Amazon To Pioneer New Carbon Offset Standard With Verra, Sidesteps Bezos-Backed Approach

Amazon To Pioneer New Carbon Offset Standard With Verra, Sidesteps Bezos-Backed Approach - Carbon Herald

Amazon (NASDAQ: AMZN) is supporting the development of a new carbon offset verification standard developed with Verra, thereby becoming the first company to bypass the existing ICVCM global standard funded by its founder, Jeff Bezos.

The initiative is part of Amazon’s strategy to achieve net-zero greenhouse gas emissions by 2040. The company is evaluating over 70 proposals to restore tens of thousands of hectares of degraded land.

This move, however, has drawn criticism for potentially causing market confusion and lowering carbon offset standards, The Business Times reported.

Amazon has completed work on Abacus, a framework for verifying carbon offsets in reforestation and agroforestry that serves as an alternative to the Integrity Council for the Voluntary Carbon Market (ICVCM) standard. Verra expects the new label to become available within weeks.

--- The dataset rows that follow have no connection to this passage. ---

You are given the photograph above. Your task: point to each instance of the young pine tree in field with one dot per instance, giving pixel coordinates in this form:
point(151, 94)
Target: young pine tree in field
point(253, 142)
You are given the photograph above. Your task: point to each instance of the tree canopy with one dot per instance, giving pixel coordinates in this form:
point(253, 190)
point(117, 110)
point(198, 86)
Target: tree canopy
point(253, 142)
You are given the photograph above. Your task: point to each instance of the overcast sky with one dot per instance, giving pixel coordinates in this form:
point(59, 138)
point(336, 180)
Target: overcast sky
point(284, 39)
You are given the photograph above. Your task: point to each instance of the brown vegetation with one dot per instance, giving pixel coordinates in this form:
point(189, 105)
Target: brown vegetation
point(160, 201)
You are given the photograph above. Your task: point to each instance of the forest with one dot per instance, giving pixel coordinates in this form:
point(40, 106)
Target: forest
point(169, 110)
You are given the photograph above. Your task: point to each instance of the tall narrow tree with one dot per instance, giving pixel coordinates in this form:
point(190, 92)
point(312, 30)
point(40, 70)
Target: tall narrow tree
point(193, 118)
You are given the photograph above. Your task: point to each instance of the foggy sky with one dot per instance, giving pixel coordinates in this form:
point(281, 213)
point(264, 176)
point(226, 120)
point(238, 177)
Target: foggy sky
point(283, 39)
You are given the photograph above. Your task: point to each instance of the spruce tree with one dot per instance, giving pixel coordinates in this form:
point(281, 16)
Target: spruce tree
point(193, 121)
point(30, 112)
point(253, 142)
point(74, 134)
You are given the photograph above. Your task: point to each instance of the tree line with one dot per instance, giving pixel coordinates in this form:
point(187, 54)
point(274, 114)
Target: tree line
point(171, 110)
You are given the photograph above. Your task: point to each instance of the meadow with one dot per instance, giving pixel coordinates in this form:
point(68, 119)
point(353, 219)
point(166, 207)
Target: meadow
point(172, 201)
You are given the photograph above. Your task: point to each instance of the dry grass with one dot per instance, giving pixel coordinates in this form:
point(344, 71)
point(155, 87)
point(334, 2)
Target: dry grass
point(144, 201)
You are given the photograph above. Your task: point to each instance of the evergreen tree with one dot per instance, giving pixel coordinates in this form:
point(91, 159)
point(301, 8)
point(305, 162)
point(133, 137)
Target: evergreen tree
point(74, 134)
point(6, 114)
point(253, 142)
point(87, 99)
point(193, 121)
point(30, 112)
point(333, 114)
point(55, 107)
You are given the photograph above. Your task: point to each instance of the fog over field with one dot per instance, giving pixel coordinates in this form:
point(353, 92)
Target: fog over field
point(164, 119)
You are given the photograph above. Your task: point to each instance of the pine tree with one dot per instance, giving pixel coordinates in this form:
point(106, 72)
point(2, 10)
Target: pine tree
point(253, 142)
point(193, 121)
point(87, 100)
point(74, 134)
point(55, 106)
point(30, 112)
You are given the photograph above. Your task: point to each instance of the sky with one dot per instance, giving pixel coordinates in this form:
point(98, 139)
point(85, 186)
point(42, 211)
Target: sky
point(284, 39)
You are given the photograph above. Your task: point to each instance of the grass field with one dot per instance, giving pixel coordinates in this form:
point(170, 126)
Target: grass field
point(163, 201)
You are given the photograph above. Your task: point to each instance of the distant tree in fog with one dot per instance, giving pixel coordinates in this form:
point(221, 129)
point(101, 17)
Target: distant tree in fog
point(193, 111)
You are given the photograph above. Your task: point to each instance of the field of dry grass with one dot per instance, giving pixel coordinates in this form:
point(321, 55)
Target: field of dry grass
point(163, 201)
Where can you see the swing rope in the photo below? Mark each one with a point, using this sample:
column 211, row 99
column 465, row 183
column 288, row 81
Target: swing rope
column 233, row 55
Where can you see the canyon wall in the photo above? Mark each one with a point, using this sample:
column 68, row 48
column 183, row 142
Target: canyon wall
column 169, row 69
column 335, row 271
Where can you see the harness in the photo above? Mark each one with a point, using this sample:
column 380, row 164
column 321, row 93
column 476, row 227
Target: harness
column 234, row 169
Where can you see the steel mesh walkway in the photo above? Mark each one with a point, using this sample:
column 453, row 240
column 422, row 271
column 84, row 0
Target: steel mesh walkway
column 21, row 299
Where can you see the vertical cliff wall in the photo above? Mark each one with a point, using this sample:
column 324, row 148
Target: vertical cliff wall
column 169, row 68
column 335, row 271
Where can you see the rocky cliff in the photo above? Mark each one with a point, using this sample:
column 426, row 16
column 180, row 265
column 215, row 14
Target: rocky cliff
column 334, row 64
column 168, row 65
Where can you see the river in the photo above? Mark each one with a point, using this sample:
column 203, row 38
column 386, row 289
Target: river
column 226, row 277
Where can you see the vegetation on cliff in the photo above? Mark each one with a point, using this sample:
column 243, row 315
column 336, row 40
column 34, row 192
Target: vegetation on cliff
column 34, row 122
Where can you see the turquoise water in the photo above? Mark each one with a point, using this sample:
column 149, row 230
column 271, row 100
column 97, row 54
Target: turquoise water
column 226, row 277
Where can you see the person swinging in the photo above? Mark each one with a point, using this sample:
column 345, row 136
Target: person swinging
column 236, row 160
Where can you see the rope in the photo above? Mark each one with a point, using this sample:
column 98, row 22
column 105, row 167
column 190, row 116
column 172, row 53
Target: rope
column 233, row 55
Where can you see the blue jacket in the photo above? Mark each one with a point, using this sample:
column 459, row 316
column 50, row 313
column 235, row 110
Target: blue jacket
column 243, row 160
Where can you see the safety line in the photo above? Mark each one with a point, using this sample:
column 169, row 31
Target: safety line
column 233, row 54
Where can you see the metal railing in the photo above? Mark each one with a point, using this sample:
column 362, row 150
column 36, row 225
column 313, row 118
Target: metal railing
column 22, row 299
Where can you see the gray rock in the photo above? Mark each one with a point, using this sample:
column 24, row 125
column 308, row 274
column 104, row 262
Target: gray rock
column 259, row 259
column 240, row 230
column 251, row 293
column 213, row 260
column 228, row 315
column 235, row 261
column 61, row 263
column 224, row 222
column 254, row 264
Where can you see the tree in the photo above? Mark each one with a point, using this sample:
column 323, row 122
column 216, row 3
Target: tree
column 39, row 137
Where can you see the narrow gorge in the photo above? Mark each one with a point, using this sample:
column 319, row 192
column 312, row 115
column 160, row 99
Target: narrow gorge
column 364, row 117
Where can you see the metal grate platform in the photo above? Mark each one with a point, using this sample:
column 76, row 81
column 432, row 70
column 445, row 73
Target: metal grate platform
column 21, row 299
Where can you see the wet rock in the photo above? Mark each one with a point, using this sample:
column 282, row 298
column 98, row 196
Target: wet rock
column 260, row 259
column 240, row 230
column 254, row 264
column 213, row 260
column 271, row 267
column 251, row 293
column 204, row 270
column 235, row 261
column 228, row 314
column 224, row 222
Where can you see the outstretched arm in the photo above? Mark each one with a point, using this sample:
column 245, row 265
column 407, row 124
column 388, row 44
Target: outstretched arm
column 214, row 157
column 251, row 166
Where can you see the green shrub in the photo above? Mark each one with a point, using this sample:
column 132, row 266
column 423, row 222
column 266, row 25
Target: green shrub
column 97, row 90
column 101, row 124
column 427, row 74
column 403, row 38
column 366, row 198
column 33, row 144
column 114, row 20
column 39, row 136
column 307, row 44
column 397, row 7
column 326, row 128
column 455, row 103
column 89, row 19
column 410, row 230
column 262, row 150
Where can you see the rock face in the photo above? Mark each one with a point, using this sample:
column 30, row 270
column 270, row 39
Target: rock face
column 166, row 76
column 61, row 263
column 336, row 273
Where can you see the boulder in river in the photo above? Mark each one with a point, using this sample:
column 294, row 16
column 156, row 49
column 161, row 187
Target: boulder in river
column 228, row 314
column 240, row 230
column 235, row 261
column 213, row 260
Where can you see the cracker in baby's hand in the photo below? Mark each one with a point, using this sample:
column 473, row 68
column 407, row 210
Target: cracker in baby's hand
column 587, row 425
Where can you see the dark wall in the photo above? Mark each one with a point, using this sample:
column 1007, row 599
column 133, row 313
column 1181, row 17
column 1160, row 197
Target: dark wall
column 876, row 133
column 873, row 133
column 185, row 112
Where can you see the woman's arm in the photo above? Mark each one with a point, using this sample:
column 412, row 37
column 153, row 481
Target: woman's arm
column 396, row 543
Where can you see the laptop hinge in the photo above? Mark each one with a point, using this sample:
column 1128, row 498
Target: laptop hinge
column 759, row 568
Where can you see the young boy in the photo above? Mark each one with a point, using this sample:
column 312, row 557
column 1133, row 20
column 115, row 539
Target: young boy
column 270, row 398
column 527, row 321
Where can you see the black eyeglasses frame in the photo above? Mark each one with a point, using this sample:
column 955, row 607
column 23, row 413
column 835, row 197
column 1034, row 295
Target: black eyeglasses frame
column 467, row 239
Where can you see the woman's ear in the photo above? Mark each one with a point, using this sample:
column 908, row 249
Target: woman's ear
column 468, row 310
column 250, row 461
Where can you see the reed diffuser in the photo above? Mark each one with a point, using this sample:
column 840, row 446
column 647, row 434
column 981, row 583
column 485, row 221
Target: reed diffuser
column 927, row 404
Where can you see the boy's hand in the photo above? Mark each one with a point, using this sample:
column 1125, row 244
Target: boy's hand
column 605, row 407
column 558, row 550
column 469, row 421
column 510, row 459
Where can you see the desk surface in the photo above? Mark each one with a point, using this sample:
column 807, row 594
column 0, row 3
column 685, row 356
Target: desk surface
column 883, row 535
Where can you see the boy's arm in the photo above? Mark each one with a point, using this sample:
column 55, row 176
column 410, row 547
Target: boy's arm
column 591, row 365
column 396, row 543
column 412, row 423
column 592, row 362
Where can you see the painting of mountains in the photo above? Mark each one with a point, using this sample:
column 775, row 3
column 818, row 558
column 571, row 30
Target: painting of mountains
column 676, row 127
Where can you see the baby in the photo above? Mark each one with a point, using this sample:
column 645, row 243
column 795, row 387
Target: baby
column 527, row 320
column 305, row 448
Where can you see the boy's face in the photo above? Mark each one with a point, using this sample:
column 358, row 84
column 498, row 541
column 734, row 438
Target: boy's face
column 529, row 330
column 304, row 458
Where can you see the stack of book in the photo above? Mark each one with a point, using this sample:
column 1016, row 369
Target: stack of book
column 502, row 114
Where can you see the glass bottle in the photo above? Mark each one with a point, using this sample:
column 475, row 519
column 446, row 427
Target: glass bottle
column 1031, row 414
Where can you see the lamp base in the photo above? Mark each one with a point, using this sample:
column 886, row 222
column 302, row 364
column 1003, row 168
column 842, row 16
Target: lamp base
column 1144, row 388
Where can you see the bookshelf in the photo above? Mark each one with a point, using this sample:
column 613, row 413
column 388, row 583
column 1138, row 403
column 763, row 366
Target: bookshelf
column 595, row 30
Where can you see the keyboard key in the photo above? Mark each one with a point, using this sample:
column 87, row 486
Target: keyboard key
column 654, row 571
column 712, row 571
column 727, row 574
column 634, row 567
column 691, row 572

Despite supporting ICVCM’s work, Amazon sought a more ambitious approach, Jamey Mulligan, the company’s head of carbon neutralization, was quoted as saying in an interview, emphasizing the need for credits with a real and verified impact on emissions.

He declined to comment on Bezos’ involvement in Amazon’s decision, and Bezos was unavailable for comment, according to The Business Times.

Major tech companies like Alphabet, Meta, Microsoft, and Salesforce have committed to purchasing up to 20 million tons of Abacus-certified credits.

Relevant: Verra Unveils New Modular Methodology for Carbon Capture and Storage

ICVCM’s experts express concern about the creation of alternative standards, fearing market fragmentation and inconsistent quality claims.

Kelley Kizzier from Bezos Earth Fund, part of ICVCM’s board, described Abacus as complementary rather than competitive to ICVCM.

The voluntary carbon offset market, valued at $2 billion, faces challenges due to doubts about the effectiveness of underlying projects.

ICVCM’s main label, Core Carbon Principle, currently verifies only a fraction of offsets, and critics argue that buying offsets does not truly neutralize a company’s impact.

However, proponents believe the Abacus label’s transparency and rigorous monitoring will enhance market integrity, although questions remain about its ability to ensure permanence of the carbon removals.

Amazon, which emitted 71.3 million tons of carbon dioxide equivalent (CO2-eq) in 2022, plans to become a major buyer of carbon credits while continuing efforts to decarbonize its operations.